In this new research paper, Werner and Rockefeller colleagues Lester J. Lambert and Yufeng Wei were able to visualize the interaction between AsiA and sigma70 using a spectroscopic technique called nuclear magnetic resonance (NMR) spectroscopy. They show that in contrast to other anti-sigma factors, when AsiA binds to sigma70, it remodels the key completely, so that now sigma70 only fits phage genes. Sigma70’s new orientation most likely causes subsequent changes in the shape of the RNA polymerase, though that question is still under investigation.

AsiA is now only one of three activators whose interaction with the polymerase has been visualized. Transcription factors are notoriously hard to crystallize because they have so many disordered areas.
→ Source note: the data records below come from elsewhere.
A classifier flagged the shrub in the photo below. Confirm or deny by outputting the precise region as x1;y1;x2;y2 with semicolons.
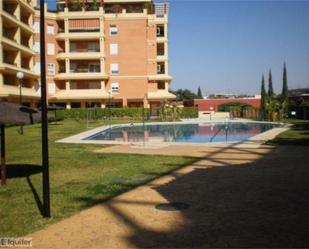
54;108;150;121
180;107;198;119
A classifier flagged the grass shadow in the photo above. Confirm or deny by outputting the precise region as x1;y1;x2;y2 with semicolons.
5;164;44;216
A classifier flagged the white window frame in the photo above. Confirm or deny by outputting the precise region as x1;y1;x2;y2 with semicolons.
47;24;54;35
34;62;41;74
110;63;119;75
47;43;55;55
70;62;77;73
48;82;56;96
110;43;118;55
156;27;161;36
111;82;119;94
34;41;40;53
33;21;40;33
47;63;55;75
157;64;162;73
109;25;118;36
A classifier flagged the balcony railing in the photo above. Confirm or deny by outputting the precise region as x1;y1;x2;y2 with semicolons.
155;3;169;17
70;48;100;53
70;66;100;73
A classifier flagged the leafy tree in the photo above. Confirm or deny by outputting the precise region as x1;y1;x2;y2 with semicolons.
281;63;289;118
268;69;275;98
260;74;267;120
197;86;203;99
171;89;198;101
159;99;181;121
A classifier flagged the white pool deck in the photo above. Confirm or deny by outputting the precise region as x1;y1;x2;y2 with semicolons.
57;119;291;149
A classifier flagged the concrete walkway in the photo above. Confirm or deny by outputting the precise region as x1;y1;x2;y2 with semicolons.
27;143;309;248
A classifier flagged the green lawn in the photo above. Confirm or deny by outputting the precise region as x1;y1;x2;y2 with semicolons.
272;120;309;146
0;119;196;236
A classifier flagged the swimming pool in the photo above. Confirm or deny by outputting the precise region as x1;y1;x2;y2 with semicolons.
84;122;279;144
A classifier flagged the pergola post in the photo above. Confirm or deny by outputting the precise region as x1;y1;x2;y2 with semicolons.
0;125;6;185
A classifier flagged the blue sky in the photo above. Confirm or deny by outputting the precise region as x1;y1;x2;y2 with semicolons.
45;0;309;95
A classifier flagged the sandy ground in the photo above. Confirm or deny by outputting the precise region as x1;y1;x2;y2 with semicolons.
25;142;309;249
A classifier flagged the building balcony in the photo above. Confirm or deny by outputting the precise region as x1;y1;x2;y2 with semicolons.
53;89;109;100
156;55;168;62
56;52;102;60
0;84;40;99
20;0;36;12
1;37;35;56
156;37;168;43
1;11;34;34
56;32;101;40
0;62;38;79
148;74;172;81
54;72;108;81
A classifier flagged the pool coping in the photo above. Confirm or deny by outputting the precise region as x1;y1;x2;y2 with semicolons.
56;119;290;148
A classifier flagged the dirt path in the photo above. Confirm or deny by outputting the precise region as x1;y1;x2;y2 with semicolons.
28;144;309;248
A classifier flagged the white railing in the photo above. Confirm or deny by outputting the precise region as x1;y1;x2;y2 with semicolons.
154;3;169;17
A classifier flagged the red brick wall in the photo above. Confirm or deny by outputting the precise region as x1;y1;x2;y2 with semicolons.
193;98;261;111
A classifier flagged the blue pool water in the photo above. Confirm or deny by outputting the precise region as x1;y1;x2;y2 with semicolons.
85;122;279;144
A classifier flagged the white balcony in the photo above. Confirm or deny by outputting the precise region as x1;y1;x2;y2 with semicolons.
53;89;109;100
56;52;102;60
148;74;172;82
0;84;40;98
54;72;108;80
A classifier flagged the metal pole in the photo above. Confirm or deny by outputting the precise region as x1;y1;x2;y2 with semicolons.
19;80;24;135
1;125;6;185
40;0;50;218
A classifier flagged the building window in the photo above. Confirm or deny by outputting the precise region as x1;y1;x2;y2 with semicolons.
157;62;165;74
47;63;55;75
71;82;77;89
33;21;40;33
88;63;100;72
110;44;118;55
89;82;101;89
48;82;56;96
34;41;40;53
47;43;55;55
88;42;99;52
47;24;54;35
110;63;119;75
158;81;165;90
109;25;118;36
156;25;164;37
34;62;41;74
111;82;119;94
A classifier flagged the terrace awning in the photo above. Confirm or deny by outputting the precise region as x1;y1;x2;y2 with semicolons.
69;19;100;30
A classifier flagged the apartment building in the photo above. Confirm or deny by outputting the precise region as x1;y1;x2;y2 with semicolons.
0;0;40;107
32;0;175;112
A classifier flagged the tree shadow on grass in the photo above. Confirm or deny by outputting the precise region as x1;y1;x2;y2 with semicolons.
6;164;44;216
74;145;309;248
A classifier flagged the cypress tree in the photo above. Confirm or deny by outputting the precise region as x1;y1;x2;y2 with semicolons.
268;69;275;98
197;86;203;99
281;63;289;117
260;74;267;120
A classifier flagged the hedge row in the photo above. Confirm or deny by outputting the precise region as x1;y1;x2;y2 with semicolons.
53;107;198;120
179;107;199;119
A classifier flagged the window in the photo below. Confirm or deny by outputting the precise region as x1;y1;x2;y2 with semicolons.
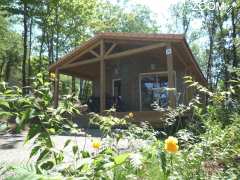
139;72;170;111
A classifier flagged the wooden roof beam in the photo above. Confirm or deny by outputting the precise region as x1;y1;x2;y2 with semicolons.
172;47;188;67
181;41;206;83
65;41;101;65
90;50;100;57
60;58;100;70
59;70;95;80
105;42;167;59
105;43;117;56
60;42;167;70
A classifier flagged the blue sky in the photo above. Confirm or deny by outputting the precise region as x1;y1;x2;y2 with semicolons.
129;0;184;18
110;0;203;34
110;0;185;31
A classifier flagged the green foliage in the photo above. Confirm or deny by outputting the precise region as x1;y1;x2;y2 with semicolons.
91;1;159;33
0;13;22;83
0;73;81;173
2;72;240;179
90;108;127;136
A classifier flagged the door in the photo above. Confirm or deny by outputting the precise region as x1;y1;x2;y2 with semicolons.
112;79;121;97
139;72;168;111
Werner’s and others’ use of NMR spectroscopy is finally bringing transcription factor structures into light.

“We have almost no pictures of how transcription factors engage polymerase. Lots and lots of people have tried, but they are not amenable to crystallization because they tend to have disordered segments,” explains Werner. “We have an advantage that we can make measurements from proteins that are poorly structured, disordered or unstable, and very often get very useful structural information from. Disorder doesn’t disturb us.”

Co-authors include Virgil Schirf, Ph.D., and Borries Demler, Ph.D., at the University of Texas Health Science Center.

This research was supported by grants from the National Institutes of Health and National Science Foundation. Werner is a W.M. Keck Foundation Distinguished Young Scholar.